She looks back, and she can’t find the monstrous forest she’d trekked through. She looks forward and sees an mob of shacks, crowded together for warmth, shuddering in the breeze.

She brushes off clumps of dirt stuck on her clothes. Her face twists, the corners of her mouth curling down, as her gaze drops to her naked feet, which are littered with red scratches. She hobbles to the shack, praying there would be someone who could give her directions to the nearest city. Or town. Maybe a restroom. And while she was asking for impossibility, maybe some new shoes.

She raps expectantly on one of the doors, a piece of rotting wood with mold creeping up its spine. She doesn’t hear any shuffling, no calls of “Coming!” She pounds on the door, her breaths shallowing. She glances back to find creepers dangle from the awning, writhing erratically with the wind.

Panic flooding her veins, she bangs her fist on the door, yelling for anyone inside.

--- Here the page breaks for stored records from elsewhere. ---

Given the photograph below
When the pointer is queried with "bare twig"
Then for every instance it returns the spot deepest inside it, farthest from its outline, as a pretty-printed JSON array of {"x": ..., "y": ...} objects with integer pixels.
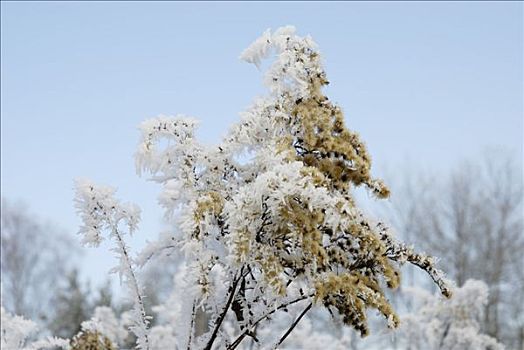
[{"x": 293, "y": 325}]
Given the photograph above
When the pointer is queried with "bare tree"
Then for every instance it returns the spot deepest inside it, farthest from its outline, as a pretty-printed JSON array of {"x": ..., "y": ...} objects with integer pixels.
[
  {"x": 34, "y": 262},
  {"x": 472, "y": 219}
]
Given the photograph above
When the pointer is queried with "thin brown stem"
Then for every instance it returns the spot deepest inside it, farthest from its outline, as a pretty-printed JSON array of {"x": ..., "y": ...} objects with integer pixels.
[{"x": 293, "y": 325}]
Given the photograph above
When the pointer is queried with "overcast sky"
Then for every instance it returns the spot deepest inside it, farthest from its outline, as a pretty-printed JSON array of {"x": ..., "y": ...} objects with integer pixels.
[{"x": 435, "y": 82}]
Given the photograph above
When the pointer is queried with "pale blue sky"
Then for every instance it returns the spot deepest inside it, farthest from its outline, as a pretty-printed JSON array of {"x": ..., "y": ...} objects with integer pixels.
[{"x": 435, "y": 82}]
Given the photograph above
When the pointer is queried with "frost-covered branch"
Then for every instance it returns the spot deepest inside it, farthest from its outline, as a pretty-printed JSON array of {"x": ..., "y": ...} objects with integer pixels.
[{"x": 100, "y": 211}]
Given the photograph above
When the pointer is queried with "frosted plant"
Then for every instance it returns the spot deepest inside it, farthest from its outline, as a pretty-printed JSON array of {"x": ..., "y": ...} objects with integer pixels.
[
  {"x": 448, "y": 324},
  {"x": 106, "y": 323},
  {"x": 100, "y": 212},
  {"x": 15, "y": 332},
  {"x": 265, "y": 220}
]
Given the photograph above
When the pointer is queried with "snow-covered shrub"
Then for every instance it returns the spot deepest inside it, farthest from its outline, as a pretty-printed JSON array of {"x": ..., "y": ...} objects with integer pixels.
[
  {"x": 448, "y": 324},
  {"x": 16, "y": 332},
  {"x": 265, "y": 220}
]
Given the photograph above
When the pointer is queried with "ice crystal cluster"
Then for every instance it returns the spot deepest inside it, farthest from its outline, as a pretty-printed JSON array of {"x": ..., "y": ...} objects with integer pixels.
[
  {"x": 265, "y": 219},
  {"x": 449, "y": 325}
]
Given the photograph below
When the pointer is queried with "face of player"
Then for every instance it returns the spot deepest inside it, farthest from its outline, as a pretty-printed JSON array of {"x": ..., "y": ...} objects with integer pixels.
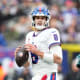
[{"x": 40, "y": 20}]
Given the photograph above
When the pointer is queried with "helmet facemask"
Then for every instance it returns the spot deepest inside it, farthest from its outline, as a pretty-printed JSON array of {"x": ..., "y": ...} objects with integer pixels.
[{"x": 41, "y": 13}]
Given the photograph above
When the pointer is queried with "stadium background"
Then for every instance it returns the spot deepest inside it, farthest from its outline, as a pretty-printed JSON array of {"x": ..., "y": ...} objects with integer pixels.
[{"x": 15, "y": 23}]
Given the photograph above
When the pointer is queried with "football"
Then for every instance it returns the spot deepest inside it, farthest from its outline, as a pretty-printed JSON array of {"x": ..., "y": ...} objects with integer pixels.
[{"x": 22, "y": 57}]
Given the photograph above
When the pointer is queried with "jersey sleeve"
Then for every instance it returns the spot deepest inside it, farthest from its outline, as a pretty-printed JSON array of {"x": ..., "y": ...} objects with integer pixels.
[{"x": 54, "y": 38}]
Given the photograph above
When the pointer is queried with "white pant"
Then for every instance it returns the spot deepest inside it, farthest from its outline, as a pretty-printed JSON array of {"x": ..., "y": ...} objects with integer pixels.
[{"x": 43, "y": 76}]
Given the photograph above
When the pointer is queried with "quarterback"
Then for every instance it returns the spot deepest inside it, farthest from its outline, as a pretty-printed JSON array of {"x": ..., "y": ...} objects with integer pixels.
[{"x": 43, "y": 45}]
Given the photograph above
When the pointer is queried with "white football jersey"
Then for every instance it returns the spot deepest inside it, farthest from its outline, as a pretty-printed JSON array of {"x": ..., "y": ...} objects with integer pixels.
[{"x": 43, "y": 40}]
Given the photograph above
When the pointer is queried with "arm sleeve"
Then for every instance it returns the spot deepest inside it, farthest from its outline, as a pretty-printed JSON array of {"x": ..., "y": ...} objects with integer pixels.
[
  {"x": 54, "y": 46},
  {"x": 54, "y": 38},
  {"x": 49, "y": 58}
]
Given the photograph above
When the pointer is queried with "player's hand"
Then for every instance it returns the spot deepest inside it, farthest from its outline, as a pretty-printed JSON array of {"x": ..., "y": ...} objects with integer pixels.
[
  {"x": 31, "y": 48},
  {"x": 17, "y": 50}
]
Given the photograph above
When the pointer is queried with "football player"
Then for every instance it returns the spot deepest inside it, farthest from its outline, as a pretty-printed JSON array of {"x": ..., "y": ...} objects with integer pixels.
[{"x": 44, "y": 47}]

She’s dirty and smells like sewage and her legs are caked with blood, dammit, she deserves a bath!

The door whines. She hears the cracking of wood, the sound of a burly tree snapping in a hurricane. Dark fissures scurry up and down the piece of wood. Then the door crumbles, collapsing into a dusty mess on the entrance of the house. Sand spins in front of her face and she splutters, jumping back to avoid the splintering mess at her feet.

Her eyes squint into a dark abyss behind the house’s door jamb. The girl places her hand on the door frame, and she tilts  herself into the darkness. Wind hisses through sheer curtains, with all the amicable air of the devilish grin of a serpent. Floorboards are non-existent. The house is too dark to see the carpet. The girl strokes the cool rug underneath her bare feet, and her toes curl into the spongy surface blissfully. She steps in, hunched over like a guilty thief. She calls out “Hello?” and the response bounces back to her.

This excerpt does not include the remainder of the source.